Furthermore, prior to pronouncing sentence and judgment, the court again asked movant if he understood that the range of punishment for second degree assault, enhanced by persistent offender status, was up to fifteen years, and that the range of punishment for armed criminal action was a minimum of three years to life imprisonment. Movant unequivocally stated that he understood the possible range of punishment under the plea agreement.

The court also asked movant on several occasions if he was satisfied with his attorney’s representation on this matter and whether promises or threats by anyone had induced his guilty plea.
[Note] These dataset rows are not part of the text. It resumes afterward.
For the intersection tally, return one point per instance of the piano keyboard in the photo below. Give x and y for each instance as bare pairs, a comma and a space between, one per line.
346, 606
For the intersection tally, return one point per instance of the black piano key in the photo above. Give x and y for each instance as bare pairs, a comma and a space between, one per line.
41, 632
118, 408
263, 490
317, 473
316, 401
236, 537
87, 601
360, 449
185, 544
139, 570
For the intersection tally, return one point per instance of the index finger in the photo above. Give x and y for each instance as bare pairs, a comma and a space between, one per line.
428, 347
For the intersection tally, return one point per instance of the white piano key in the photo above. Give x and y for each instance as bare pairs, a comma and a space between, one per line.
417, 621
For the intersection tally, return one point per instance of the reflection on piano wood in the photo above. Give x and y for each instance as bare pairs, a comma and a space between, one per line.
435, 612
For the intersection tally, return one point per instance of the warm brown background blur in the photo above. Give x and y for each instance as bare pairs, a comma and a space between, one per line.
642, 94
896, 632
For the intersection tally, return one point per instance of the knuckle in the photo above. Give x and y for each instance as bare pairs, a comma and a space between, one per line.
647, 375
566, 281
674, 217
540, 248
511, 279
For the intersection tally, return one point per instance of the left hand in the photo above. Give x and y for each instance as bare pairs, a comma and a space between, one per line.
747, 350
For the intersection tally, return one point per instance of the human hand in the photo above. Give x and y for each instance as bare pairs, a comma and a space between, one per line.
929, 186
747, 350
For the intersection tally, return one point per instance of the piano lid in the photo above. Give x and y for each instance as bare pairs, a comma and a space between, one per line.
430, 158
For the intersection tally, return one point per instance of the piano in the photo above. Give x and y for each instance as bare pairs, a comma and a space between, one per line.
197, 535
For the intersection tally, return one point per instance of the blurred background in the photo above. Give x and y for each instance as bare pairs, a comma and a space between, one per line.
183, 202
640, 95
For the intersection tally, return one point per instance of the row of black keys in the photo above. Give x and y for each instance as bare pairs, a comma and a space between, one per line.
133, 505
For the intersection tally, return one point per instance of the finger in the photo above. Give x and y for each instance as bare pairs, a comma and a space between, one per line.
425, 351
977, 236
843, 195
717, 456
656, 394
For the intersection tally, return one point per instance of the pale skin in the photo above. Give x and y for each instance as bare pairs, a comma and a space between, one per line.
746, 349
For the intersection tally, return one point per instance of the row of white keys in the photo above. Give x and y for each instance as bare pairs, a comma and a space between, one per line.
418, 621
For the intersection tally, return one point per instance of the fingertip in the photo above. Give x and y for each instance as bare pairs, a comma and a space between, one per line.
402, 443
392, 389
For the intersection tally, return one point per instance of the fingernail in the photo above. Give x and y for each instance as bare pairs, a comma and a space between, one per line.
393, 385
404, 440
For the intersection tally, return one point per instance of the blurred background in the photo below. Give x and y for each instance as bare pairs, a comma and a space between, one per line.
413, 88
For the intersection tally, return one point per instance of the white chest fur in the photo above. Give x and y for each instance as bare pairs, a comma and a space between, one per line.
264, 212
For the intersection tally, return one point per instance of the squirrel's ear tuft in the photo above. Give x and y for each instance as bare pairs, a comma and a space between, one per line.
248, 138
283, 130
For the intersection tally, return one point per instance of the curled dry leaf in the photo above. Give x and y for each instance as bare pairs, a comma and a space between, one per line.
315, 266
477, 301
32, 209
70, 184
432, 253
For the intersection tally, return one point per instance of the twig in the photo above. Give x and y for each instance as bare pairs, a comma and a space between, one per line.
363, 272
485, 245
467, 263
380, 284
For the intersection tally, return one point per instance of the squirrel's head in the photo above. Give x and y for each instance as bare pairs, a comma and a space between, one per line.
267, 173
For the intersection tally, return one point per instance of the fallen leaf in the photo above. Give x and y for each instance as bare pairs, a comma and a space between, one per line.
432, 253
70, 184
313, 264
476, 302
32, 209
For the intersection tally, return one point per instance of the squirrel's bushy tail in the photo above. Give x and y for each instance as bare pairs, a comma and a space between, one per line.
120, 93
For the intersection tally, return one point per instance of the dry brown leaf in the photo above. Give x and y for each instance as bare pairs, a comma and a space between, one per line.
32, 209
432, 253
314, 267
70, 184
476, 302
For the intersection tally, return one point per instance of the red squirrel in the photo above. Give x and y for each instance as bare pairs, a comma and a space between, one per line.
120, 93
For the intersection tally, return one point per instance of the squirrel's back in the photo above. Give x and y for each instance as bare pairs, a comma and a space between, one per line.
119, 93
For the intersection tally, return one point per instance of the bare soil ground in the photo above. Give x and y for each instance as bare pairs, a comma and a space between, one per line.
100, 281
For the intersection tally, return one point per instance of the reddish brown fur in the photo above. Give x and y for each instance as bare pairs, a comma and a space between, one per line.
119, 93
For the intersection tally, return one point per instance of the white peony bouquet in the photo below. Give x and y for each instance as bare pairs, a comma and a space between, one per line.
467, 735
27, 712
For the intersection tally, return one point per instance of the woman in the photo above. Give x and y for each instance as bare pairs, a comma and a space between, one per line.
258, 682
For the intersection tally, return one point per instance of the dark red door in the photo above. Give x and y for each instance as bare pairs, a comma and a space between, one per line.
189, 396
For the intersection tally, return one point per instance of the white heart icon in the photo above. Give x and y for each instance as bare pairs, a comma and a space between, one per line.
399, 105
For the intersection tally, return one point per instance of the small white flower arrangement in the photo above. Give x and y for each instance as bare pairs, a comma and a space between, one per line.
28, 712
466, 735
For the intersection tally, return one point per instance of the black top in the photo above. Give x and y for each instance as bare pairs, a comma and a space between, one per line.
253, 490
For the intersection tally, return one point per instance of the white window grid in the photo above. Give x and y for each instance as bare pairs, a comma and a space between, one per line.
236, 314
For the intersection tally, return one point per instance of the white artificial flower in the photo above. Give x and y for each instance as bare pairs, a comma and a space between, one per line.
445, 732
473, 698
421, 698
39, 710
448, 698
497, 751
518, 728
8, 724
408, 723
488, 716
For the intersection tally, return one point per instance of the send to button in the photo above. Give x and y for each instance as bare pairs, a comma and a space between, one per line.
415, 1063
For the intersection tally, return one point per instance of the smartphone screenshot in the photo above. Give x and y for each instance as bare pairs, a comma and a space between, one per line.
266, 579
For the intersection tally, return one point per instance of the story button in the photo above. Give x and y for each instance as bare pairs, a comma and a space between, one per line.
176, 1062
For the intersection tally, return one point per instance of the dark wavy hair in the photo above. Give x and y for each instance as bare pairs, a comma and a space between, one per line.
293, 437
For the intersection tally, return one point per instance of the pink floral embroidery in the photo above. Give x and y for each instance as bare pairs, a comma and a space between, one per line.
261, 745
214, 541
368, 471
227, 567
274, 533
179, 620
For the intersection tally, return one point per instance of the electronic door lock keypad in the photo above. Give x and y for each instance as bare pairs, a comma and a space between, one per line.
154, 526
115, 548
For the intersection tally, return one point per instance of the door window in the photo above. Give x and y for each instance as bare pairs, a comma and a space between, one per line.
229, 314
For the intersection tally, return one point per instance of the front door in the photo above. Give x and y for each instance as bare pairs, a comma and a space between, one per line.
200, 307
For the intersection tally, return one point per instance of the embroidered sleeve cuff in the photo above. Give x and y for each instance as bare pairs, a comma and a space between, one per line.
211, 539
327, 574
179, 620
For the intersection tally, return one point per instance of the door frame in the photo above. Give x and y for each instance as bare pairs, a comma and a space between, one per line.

Movant responded that he was satisfied with his representation and had not been threatened or promised anything in return for his guilty plea.

Additionally, after the court imposed sentence in accordance with the plea agreement, movant specifically stated that he understood “concurrent” to mean running together and then stated, “so there’s two 15-year sentences run together.” Moreover, the court later asked movant if the sentence imposed was what he expected under the plea agreement, to which movant responded affirmatively.

The record amply demonstrates that movant’s plea was voluntary in that he understood that he was subject to § 558.016 as a persistent offender, that he understood that he was to receive two concurrent fifteen year sentences and that he had not been promised anything in exchange for his guilty plea. Under these circumstances, the motion court’s findings of fact, conclusions of law and order are not clearly erroneous, and the motion court did not err in denying movant’s Rule 24.035 motion without an evidentiary hearing.

Judgment affirmed.

DOWD, P.J., and JOSEPH J. SIMEONE, Senior Judge, concur.